Increased 40 basis points year-over-year
The percentage of shoppers who entered a store but left within five minutes (“bounce rate”) was 10.3% in December 2013, up from 9.9% in December 2012, but an improvement from the year’s high of 11.7% last month. Shoppers began to show signs of increased interest in browsing through merchandise with the plethora of store-wide deals at brick-and-mortar retailers, especially during the days after Christmas.
Down 130 basis points year-over-year
Shopping session duration, defined as the mean time from store entry to store exit, was 22.2 minutes in December, a decline from 22.5 minutes last year, but the longest average duration measured since August. Depressed average shopping durations were seen during the first half of the month, but this trend reversed itself as shoppers crammed a significant portion of their holiday shopping into the week before Christmas and became much more intent upon reaching a purchase.
Active Repeat Customers
Decreased 310 basis points from last year
In December, active repeat customers, defined as individuals returning to a store location more than once in 30 days, totaled 12.4% of total visits measured, up 50 basis points from the previous month, but slightly less than the 12.9% seen last December. Consumers were forced to make more trips to the store this month to accomplish their shopping in a shortened holiday period, resulting in the highest active repeat ratio since June 2013.
Best and Worst Days of the Month
The best day of the month was Super Saturday, with the month’s highest traffic and exceptional average duration as shoppers were very engaged in-store and intent on finishing holiday shopping. The worst day of the month was Monday the 2nd, which suffered from the lull following Black Friday. The day saw low window conversion and very high bounce rates as shoppers were waiting for new deals to materialize closer to Christmas.
2013 Holiday Season Recap
We are maintaining our expectation that final holiday sales will increase compared to last year. Overall traffic was more robust than expected, rising year-over-year despite the shortened holiday period as attractive in-store deals drew shoppers out of their homes. However, traffic was very volatile week to week, driven by inconsistent weather and periods of particularly heavy promotions. Window conversion increased compared to last year as each trip to the mall became more focused. As expected, bounce rates continued to rise and overall visit durations shrank as shoppers were pressed for time and had less interest in extensive browsing. A decline in active repeat customers compared to last year was also seen as a result of the fewer trips to store locations.
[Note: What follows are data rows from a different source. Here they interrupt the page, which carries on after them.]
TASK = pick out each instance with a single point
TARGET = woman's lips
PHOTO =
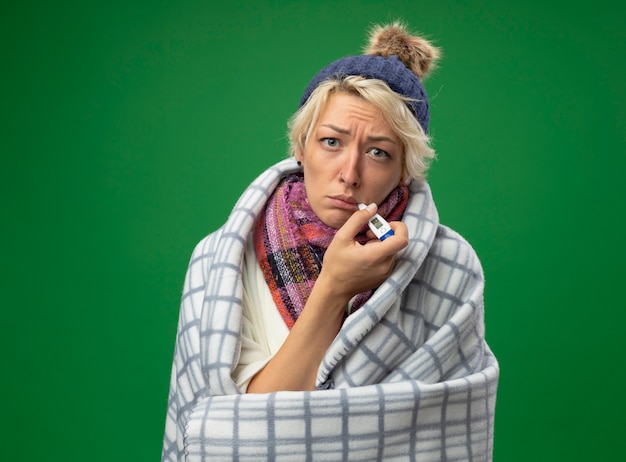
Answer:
(346, 203)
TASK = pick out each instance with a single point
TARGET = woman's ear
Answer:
(298, 156)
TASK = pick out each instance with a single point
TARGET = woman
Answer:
(301, 335)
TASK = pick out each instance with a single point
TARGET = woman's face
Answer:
(352, 156)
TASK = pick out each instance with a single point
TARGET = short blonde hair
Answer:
(415, 142)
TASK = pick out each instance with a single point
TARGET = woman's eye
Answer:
(378, 153)
(331, 142)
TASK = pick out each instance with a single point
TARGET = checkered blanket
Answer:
(408, 377)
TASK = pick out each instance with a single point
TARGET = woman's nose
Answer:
(350, 171)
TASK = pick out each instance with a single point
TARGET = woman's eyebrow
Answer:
(347, 132)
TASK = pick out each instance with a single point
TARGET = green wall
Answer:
(129, 129)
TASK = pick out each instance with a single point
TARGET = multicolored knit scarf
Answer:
(290, 242)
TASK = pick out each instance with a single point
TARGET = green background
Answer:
(130, 128)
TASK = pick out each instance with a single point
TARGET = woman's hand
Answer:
(349, 267)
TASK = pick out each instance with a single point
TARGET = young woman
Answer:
(304, 337)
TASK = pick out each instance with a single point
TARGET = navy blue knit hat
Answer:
(391, 50)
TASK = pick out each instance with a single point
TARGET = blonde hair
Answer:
(416, 144)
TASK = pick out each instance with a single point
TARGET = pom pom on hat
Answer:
(399, 59)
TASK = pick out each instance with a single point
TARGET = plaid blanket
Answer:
(408, 377)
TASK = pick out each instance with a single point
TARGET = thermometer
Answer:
(378, 225)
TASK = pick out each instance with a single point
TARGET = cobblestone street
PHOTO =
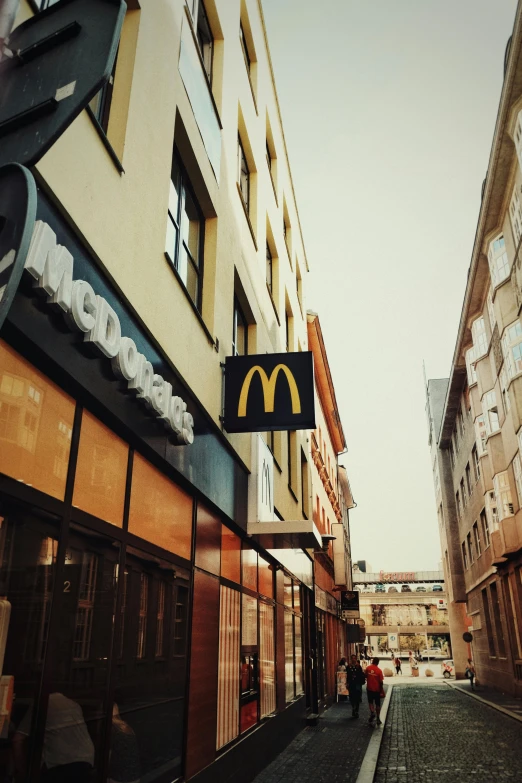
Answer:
(438, 734)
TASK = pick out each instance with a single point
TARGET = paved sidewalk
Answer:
(331, 752)
(438, 735)
(496, 698)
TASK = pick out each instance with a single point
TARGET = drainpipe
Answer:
(8, 11)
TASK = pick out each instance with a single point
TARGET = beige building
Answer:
(475, 418)
(128, 570)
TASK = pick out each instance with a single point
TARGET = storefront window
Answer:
(228, 693)
(36, 421)
(230, 555)
(28, 550)
(160, 512)
(101, 470)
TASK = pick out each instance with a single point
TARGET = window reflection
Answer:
(36, 420)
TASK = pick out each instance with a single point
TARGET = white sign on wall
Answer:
(261, 483)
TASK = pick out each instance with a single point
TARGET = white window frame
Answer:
(491, 309)
(512, 349)
(503, 495)
(481, 435)
(470, 366)
(490, 412)
(499, 266)
(480, 338)
(515, 216)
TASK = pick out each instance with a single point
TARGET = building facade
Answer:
(477, 426)
(135, 600)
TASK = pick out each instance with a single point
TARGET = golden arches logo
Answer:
(269, 385)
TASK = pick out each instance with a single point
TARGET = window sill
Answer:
(189, 299)
(245, 210)
(106, 143)
(273, 304)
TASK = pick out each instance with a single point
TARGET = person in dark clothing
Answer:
(355, 680)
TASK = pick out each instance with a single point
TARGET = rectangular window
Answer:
(517, 470)
(515, 216)
(476, 463)
(185, 232)
(512, 349)
(498, 261)
(503, 495)
(142, 616)
(469, 483)
(239, 332)
(481, 434)
(243, 174)
(489, 406)
(480, 339)
(476, 539)
(498, 620)
(244, 48)
(463, 494)
(485, 528)
(464, 556)
(487, 620)
(269, 269)
(492, 510)
(470, 548)
(205, 40)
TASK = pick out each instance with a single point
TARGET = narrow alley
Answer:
(432, 733)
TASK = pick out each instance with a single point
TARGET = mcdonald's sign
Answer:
(273, 391)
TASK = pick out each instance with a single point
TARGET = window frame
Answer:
(184, 187)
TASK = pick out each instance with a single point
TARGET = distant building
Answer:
(475, 422)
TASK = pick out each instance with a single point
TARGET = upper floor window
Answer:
(512, 348)
(498, 261)
(205, 39)
(515, 216)
(185, 232)
(244, 47)
(480, 340)
(239, 331)
(243, 174)
(269, 268)
(490, 409)
(503, 495)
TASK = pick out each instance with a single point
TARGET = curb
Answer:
(369, 765)
(492, 704)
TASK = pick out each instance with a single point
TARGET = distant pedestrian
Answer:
(355, 680)
(470, 673)
(374, 690)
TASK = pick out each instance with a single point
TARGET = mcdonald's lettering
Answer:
(269, 389)
(269, 392)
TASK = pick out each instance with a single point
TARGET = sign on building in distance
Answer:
(350, 604)
(269, 392)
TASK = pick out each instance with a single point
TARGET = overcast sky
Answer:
(389, 109)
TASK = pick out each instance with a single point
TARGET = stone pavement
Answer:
(438, 735)
(504, 700)
(331, 752)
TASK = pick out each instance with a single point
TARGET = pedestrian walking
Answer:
(355, 679)
(374, 690)
(470, 673)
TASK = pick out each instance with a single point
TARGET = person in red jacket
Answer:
(374, 690)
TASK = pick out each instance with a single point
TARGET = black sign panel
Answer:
(17, 217)
(62, 58)
(349, 604)
(273, 391)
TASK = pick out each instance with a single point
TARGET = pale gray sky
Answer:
(389, 108)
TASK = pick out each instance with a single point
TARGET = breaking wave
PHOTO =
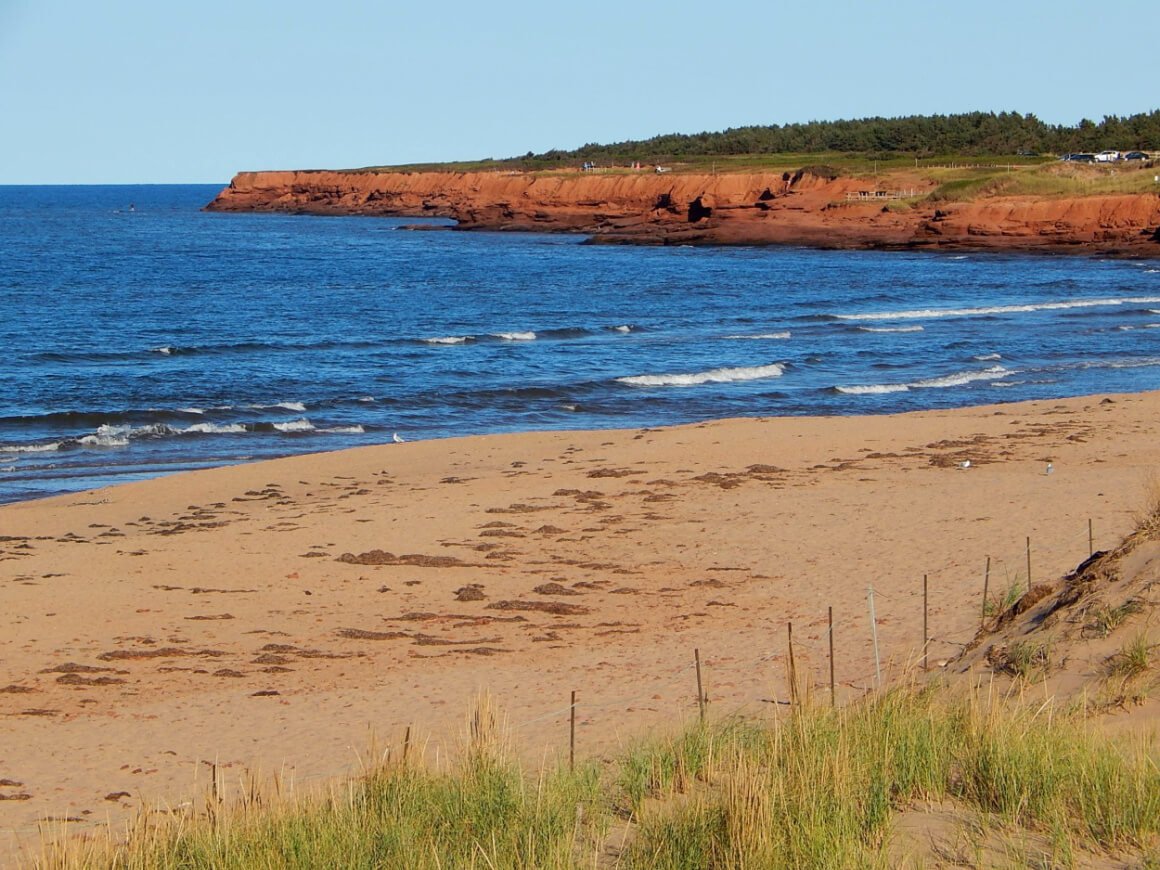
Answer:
(761, 336)
(957, 379)
(713, 376)
(934, 313)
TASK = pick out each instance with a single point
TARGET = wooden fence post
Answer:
(986, 584)
(833, 694)
(572, 734)
(701, 693)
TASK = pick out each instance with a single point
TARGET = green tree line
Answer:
(970, 133)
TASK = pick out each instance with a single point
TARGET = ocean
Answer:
(142, 335)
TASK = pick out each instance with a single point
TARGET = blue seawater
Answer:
(142, 335)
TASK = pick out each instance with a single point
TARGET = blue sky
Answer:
(146, 91)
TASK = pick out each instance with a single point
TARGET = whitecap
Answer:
(962, 377)
(515, 335)
(872, 389)
(761, 336)
(715, 376)
(29, 448)
(934, 313)
(216, 428)
(944, 381)
(301, 425)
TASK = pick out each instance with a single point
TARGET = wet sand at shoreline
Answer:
(282, 616)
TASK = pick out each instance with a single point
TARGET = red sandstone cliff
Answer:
(733, 208)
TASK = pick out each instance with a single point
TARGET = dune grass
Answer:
(1046, 181)
(812, 788)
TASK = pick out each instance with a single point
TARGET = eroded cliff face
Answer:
(729, 209)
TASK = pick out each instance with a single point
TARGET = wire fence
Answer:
(863, 676)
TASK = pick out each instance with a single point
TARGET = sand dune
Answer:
(276, 616)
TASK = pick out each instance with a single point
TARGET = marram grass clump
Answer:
(812, 788)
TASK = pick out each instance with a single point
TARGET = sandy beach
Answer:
(281, 617)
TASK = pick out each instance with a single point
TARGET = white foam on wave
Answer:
(301, 425)
(108, 436)
(515, 335)
(934, 313)
(872, 389)
(1144, 362)
(957, 379)
(283, 405)
(715, 376)
(216, 428)
(760, 336)
(29, 448)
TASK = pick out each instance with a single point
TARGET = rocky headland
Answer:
(802, 208)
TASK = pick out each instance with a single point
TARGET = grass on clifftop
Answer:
(814, 788)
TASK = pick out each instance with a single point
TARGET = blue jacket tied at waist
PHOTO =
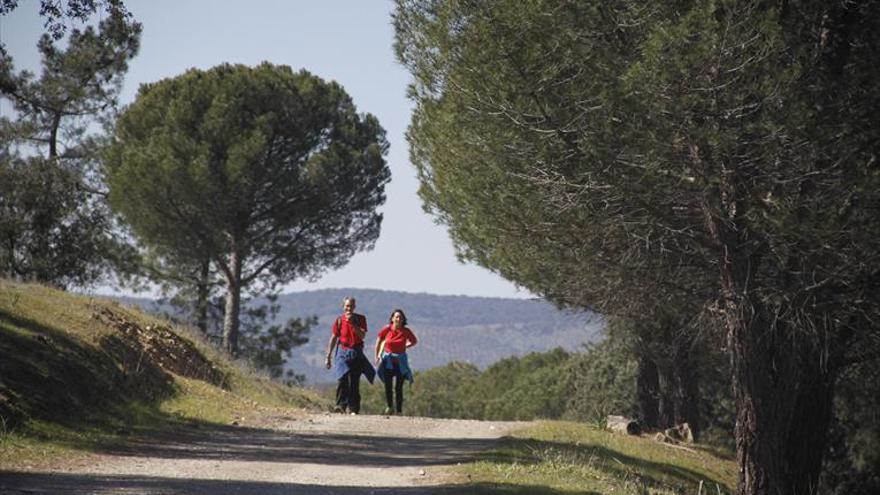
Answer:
(386, 367)
(353, 359)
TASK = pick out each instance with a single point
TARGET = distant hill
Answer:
(478, 330)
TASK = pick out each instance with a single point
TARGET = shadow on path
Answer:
(226, 443)
(44, 484)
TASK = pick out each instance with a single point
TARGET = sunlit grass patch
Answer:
(578, 458)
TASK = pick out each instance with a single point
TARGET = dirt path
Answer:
(312, 454)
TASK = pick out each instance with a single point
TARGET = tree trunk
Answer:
(666, 402)
(808, 434)
(687, 398)
(646, 391)
(765, 382)
(233, 305)
(203, 293)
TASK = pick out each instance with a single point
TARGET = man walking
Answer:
(347, 342)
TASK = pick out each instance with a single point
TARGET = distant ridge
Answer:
(479, 330)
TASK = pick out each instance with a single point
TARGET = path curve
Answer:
(305, 455)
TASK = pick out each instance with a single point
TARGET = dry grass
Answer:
(78, 373)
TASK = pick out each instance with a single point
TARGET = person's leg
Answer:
(398, 385)
(388, 398)
(354, 391)
(342, 392)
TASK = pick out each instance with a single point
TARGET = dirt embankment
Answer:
(306, 454)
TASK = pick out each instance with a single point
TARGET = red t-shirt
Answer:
(395, 339)
(343, 330)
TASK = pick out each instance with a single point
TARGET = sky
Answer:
(349, 41)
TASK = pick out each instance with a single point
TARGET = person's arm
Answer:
(334, 339)
(379, 343)
(361, 332)
(330, 345)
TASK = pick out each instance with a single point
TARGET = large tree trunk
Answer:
(203, 292)
(687, 398)
(666, 402)
(646, 391)
(764, 387)
(233, 305)
(808, 433)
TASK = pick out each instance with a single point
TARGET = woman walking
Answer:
(391, 345)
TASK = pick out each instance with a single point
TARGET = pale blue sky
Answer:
(344, 40)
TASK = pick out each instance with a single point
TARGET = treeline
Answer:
(217, 186)
(584, 384)
(705, 170)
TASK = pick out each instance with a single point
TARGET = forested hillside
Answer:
(475, 330)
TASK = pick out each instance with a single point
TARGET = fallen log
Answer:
(621, 424)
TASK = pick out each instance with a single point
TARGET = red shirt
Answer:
(395, 339)
(343, 330)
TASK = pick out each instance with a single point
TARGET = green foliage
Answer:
(555, 457)
(85, 374)
(604, 382)
(270, 174)
(622, 155)
(853, 464)
(56, 13)
(54, 226)
(49, 229)
(268, 347)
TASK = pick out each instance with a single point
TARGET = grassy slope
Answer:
(557, 457)
(78, 373)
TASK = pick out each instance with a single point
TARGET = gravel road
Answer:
(304, 455)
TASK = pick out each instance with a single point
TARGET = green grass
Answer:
(560, 457)
(79, 373)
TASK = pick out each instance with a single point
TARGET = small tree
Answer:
(54, 226)
(272, 173)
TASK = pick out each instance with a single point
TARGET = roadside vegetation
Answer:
(80, 373)
(566, 457)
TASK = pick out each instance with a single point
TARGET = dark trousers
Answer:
(348, 390)
(398, 379)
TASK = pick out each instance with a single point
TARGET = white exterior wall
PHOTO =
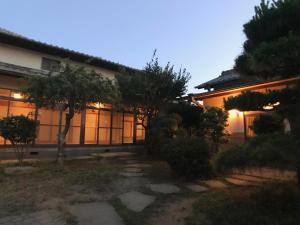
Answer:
(27, 58)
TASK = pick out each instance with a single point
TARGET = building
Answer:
(230, 83)
(21, 57)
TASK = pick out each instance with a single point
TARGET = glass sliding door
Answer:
(91, 126)
(104, 127)
(117, 128)
(49, 126)
(3, 113)
(128, 128)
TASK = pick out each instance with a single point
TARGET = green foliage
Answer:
(275, 150)
(71, 90)
(276, 204)
(163, 127)
(272, 47)
(152, 88)
(188, 157)
(73, 86)
(191, 115)
(289, 107)
(20, 131)
(213, 127)
(267, 124)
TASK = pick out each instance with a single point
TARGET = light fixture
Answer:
(99, 105)
(17, 95)
(271, 106)
(234, 113)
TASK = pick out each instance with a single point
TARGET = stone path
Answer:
(215, 183)
(136, 201)
(96, 213)
(99, 211)
(45, 217)
(196, 188)
(164, 188)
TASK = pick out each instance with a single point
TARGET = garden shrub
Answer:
(20, 131)
(162, 128)
(267, 124)
(188, 157)
(276, 151)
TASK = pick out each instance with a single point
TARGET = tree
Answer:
(20, 131)
(272, 47)
(213, 127)
(150, 90)
(70, 91)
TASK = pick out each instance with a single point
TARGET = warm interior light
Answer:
(234, 113)
(17, 96)
(271, 106)
(99, 105)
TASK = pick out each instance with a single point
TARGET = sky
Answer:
(203, 36)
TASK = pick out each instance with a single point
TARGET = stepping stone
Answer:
(249, 178)
(138, 165)
(164, 188)
(96, 213)
(132, 161)
(215, 184)
(136, 201)
(239, 182)
(196, 188)
(45, 217)
(113, 154)
(132, 174)
(19, 170)
(133, 170)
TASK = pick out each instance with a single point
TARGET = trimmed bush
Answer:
(20, 131)
(188, 157)
(276, 151)
(267, 124)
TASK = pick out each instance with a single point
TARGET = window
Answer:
(117, 128)
(49, 125)
(128, 128)
(91, 126)
(104, 127)
(50, 64)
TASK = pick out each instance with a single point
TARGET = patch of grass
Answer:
(276, 204)
(21, 194)
(137, 218)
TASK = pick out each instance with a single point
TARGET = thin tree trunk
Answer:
(63, 134)
(59, 156)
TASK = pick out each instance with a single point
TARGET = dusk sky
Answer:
(203, 36)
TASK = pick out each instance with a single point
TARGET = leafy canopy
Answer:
(18, 129)
(152, 88)
(272, 47)
(74, 87)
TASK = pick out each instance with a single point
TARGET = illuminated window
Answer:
(140, 130)
(104, 127)
(73, 136)
(117, 128)
(3, 113)
(91, 126)
(128, 128)
(49, 126)
(20, 108)
(4, 92)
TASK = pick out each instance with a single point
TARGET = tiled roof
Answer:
(18, 40)
(20, 70)
(226, 76)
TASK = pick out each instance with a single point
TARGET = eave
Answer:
(235, 90)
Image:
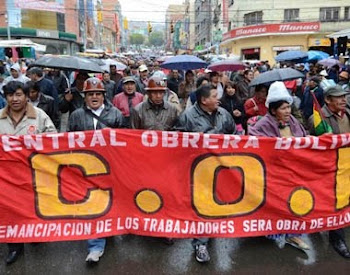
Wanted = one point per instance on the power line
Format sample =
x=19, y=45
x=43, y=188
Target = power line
x=176, y=12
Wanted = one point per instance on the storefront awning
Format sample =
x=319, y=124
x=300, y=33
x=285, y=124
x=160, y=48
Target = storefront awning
x=341, y=33
x=22, y=43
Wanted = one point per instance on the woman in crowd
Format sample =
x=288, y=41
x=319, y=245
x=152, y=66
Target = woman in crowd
x=186, y=87
x=201, y=81
x=279, y=122
x=233, y=105
x=255, y=106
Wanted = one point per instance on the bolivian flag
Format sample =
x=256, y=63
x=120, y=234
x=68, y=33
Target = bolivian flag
x=320, y=125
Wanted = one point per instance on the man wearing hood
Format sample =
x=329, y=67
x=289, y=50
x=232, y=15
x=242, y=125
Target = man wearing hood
x=16, y=75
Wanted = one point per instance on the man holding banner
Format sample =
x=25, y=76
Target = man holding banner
x=20, y=117
x=335, y=114
x=96, y=114
x=207, y=117
x=154, y=113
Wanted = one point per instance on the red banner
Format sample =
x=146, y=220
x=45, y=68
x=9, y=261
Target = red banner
x=256, y=30
x=82, y=185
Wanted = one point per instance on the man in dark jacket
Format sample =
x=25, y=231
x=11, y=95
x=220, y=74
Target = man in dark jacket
x=44, y=102
x=97, y=113
x=307, y=101
x=74, y=98
x=110, y=86
x=337, y=115
x=207, y=117
x=154, y=113
x=46, y=85
x=58, y=79
x=174, y=80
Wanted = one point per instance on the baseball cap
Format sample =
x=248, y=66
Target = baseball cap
x=335, y=91
x=143, y=68
x=128, y=79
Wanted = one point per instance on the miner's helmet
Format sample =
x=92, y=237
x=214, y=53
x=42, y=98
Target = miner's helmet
x=93, y=84
x=156, y=84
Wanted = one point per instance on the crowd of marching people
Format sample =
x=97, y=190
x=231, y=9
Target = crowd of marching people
x=143, y=96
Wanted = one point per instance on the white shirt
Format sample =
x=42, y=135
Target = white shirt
x=96, y=112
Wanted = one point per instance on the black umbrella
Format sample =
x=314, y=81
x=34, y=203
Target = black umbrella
x=276, y=75
x=68, y=63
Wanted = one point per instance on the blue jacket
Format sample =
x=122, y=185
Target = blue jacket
x=307, y=101
x=47, y=88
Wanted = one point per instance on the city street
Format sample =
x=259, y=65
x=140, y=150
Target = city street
x=143, y=255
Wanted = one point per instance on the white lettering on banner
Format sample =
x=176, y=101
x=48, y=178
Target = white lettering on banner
x=76, y=139
x=187, y=227
x=47, y=230
x=163, y=139
x=55, y=137
x=11, y=143
x=190, y=140
x=257, y=225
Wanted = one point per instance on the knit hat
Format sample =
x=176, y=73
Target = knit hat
x=323, y=73
x=16, y=67
x=344, y=74
x=277, y=92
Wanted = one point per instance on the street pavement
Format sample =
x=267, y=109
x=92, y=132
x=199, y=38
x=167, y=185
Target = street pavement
x=144, y=255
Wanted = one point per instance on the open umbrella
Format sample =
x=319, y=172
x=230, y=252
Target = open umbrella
x=184, y=62
x=329, y=62
x=108, y=62
x=227, y=65
x=292, y=56
x=276, y=75
x=68, y=63
x=317, y=55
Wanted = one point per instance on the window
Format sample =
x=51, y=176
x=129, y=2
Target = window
x=347, y=14
x=329, y=14
x=61, y=26
x=253, y=18
x=291, y=15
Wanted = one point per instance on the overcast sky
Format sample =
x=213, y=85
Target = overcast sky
x=146, y=10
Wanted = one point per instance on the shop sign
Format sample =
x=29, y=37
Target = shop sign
x=53, y=6
x=286, y=48
x=47, y=34
x=304, y=27
x=251, y=51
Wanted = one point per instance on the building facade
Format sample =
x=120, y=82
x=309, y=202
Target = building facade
x=64, y=26
x=261, y=29
x=175, y=27
x=52, y=23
We believe that in the face of challenges including unfavorable weather and a shortened shopping season, the retailers that fared the best this holiday were the ones that invested in their omni-channel capabilities to win the competition for consumers’ attention.
Euclid provides answers and insights to brick-and-mortar retailers in the same way that web analytics services do for e-commerce. Euclid helps retailers optimize performance of their marketing, merchandising, and operations by measuring foot traffic, window conversion, bounce rate, visit duration, and customer loyalty. Euclid collects and analyzes only aggregated, anonymous data. As of December 2013, Euclid’s network consists of traffic counting sensors in more than 1,200 shopping centers, malls and street locations around the United States. During December, the Euclid network measured nearly 25 million shopping sessions across the United States.